EcoTraining Week 2 – Rainfall and Stress
The second week of our Trails Guide course at EcoTraining was marked by stress, bad mood and partly heavy rainfall. We started this course totally unprepared and already at the beginning of the second week some thunderstorms were unleashed. In form of heavy rainfall and also in interpersonal form.
The thunderstorms that brought rain were too violent. They brought too much water in a short time, but at least they brought the long-awaited water to nature. An example for estimation: the river in Mashatu normally carries water from river bank to river bank at this time of the year. At the moment, except for a few small puddles, it is completely dry.
To experience Africa on foot is all we want
The interpersonal thunderstorms had many reasons, which we do not want to explain in detail here. However, it surprised us how unprofessionally EcoTraining deals with its customers. The company, which calls itself a ‘pioneer and leader’ in the training of field guides, places surprisingly little value on functioning equipment. The three Land Cruisers in camp were in deplorable condition.
All gave the impression of being 40 years old and approaching the 1 million kilometer mark on their last days. In fact, we could read a mileage of 70,000 km, for example. These cars were simply not maintained. As a result, we had very limited mobility. Of course, this course is about walking, but the car plays an important role in getting us to other areas that we can explore on foot. In this way, the radius is significantly increased. The walks do not always have to take place in the same area.
Stress, discussions and exhaustion
What was worse, however, was that things had already gone wrong in other camps in November. The effects of which were now to become apparent. The group had to do things that should have been done long before.
Time that was actually planned for walking was planned elsewhere. To end up with the same amount of time for bush walks, the walks in the morning became longer and the ones in the afternoon started earlier. This meant a significantly higher load for the organism with reduced regeneration time at the same time.
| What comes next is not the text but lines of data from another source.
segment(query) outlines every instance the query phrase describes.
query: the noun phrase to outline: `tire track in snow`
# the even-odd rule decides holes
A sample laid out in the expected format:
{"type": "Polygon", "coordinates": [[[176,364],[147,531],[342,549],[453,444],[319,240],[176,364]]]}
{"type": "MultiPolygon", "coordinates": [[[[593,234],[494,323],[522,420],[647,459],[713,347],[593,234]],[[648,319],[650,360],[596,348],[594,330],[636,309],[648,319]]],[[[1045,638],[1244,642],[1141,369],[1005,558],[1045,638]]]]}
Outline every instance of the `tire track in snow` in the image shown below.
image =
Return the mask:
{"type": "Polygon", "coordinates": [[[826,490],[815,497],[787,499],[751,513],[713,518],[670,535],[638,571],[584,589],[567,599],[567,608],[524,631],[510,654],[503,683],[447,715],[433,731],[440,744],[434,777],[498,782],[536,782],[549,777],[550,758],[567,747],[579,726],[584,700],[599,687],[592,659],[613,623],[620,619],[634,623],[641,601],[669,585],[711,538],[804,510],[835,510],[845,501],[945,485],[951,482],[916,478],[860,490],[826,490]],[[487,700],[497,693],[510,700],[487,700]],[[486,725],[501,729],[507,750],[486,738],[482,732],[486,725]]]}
Suddenly, it was no longer about having fun, but often about ‘persevering’ – camp life changed noticeably. When suddenly a delegation of the management of EcoTraining appeared in camp, we experienced a special lesson.
According to our impression, the management has no idea what is going on in the camps. Regarding past situations and problems, third parties were always blamed and excuses were found. Only when facts were on the table and the situation was proven crystal clear by the students, the management relent and for a moment.
It seemed they were willing to take some responsibility. At the end of the meeting, promises were personally made by the General Manager about immediate changes that could be charitably classified as ‘in part’ being met by the time our course ended. What had we gotten ourselves into?
The animal experiences remain intense
The bush walks were still an incredibly intense experience. It is an exceptional feeling when you pass a herd of zebras, and they don’t notice you. You take the wind into account and walk quietly enough not to be noticed. When a family of warthogs stands across from you at a proper distance and both groups look at each other motionless for several minutes.
There was that elephant cow with the much too short trunk. She was not a victim of a snare – the trunk is complete and simply very short. In the photo, she looks like a piggy, doesn’t she? The silhouette picture shows one of the special sightings you can have on foot. If you know it’s a leopard, it’s easy, isn’t it?
When we are out there, we are thrilled and the sightings and interactions with the game give us a sense of integration. We fervently hoped that the rest of the situation would somehow relax, and we could return to the feeling of life we had the first week.